The experience the boys have with you is so much more comprehensive and deep. It's spiritual enlightenment, physical nourishment, mental expansion, all in a soul-enriching environment. Tonight Hammer told our friends all of the things I can't cook, and when asked what I can cook, he strategically pivoted, telling them the food I like, so as not to expose the scarcity of my culinary repertoire. He also confessed to them (hotdog in hand): "we've had a lot of meat" with the face of an escaped convict, worried about being caught but also partly wanting to (both boys devoured the plate of cucumbers and hummus on the table, which clearly served as comfort food). Your first night away, as I was getting Jammer into bed, he muttered almost to himself, "I miss Mommy." Today I found Abe cutting up a thank you card someone had sent us with a nice family picture on one side. My immediate reaction was to tell him not to cut it up, but he coolly replied, "I know Mommy would say we don't need this anymore." And as I thought about it, I realized he was right. It was almost as if he was purposefully showing me that my parenting style is this contrived attempt to imitate what I think you would do, but he knows the difference. 
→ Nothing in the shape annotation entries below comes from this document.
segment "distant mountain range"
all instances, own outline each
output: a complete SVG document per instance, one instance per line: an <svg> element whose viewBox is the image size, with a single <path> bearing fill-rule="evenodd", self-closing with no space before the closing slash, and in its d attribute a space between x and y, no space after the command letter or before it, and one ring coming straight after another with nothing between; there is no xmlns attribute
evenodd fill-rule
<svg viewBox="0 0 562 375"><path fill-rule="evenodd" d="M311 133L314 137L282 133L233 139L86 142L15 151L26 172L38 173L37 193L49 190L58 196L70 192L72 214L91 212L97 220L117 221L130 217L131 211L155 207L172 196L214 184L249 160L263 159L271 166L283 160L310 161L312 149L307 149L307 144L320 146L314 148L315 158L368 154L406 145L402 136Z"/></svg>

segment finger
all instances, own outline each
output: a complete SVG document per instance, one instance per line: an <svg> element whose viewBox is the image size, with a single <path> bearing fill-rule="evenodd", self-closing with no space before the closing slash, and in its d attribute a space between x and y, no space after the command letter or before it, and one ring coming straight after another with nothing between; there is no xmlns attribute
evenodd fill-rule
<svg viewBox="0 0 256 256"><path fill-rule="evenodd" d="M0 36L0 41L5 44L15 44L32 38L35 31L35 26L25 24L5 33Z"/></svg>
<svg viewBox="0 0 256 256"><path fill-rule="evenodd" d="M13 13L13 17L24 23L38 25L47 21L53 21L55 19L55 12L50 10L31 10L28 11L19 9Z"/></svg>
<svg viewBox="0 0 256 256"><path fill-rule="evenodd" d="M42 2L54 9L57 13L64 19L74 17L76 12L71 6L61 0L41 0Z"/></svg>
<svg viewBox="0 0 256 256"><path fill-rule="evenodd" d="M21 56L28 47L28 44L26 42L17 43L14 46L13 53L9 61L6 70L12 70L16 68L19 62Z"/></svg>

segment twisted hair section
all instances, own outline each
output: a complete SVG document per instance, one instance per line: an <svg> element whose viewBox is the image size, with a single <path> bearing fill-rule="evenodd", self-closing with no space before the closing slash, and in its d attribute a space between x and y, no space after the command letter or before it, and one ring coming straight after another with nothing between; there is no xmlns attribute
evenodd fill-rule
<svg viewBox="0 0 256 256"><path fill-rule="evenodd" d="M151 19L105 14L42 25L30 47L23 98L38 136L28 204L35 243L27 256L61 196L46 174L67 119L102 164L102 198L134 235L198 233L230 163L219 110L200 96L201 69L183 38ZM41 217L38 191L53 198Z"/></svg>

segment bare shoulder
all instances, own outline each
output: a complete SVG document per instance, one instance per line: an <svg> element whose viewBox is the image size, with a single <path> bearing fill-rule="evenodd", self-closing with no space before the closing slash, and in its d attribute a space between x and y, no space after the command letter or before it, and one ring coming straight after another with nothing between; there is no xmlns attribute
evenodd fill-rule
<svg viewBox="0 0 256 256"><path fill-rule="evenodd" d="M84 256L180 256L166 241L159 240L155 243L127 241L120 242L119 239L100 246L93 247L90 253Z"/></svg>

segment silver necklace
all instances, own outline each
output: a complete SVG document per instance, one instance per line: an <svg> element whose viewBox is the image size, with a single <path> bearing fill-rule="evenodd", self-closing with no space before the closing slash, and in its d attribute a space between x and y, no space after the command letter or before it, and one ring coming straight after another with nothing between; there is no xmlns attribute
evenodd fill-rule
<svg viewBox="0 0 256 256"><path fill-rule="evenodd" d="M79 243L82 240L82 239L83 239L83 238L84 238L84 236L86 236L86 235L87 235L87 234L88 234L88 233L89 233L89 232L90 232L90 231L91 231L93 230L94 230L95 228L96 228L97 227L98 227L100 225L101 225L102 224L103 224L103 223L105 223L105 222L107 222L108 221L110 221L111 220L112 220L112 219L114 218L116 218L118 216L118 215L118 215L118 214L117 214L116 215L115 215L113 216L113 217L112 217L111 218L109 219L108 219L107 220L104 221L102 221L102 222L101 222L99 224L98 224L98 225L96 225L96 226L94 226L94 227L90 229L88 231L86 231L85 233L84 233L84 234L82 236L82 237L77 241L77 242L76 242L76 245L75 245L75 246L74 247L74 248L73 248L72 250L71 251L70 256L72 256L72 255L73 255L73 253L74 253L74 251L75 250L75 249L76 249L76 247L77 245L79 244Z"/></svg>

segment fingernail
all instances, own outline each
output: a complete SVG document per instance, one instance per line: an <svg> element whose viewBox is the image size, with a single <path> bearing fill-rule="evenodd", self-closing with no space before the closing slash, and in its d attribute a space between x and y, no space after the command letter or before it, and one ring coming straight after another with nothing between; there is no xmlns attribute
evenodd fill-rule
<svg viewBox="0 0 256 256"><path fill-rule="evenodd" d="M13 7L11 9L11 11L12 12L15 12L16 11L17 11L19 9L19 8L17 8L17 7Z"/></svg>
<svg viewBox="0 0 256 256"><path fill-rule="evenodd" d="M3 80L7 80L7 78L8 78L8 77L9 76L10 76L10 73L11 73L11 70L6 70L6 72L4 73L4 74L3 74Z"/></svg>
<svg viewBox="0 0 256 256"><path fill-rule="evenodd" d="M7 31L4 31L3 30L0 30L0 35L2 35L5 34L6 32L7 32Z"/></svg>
Abe was genuinely nervous when he heard you were leaving--you've never been away from the boys for this length of time--and asked sincerely, "What if something happens?" I pretended not to be insulted with that comment in its sweeping scope, but have since realized the stinging truth of it. What if something happens? Like they need to eat something that will sustain and strengthen them? Or if we want to go camping and need to know what to bring, where to go, when to leave, and what to eat? Or if we want to maintain discipline through chores and routines? Or if we want to be an orderly environment, not just clean, but orderly!? Or if someone gets hurt, or gets a tick, or won't take a nap, or asks constant questions and expects a listening ear and appropriate response? What if something happens?! 

Well, things have happened. And we've survived. But we haven't thrived. I am in absolute awe and admiration for you, Ariel. I'm grateful, honored, and humbled to be at your side in the great work of parenting. I can't pull it off alone, and I know you could, can, and do much of the time--but I'm grateful we can do this amazing work together. Our morning devotionals have been good, our bedtime routines have been smooth, everyone is generally getting along--but there are so many gaps and holes and pieces missing. You have this nuanced, graceful way about you. I've always appreciated it to some degree, and enjoy expressing appreciation. But this immersive experience into 2/3 of your world has embedded a new level of love and respect for you. So much so that it has demanded an open letter.  

I love you. Come home soon. We'll try to keep things sufficiently together until you do.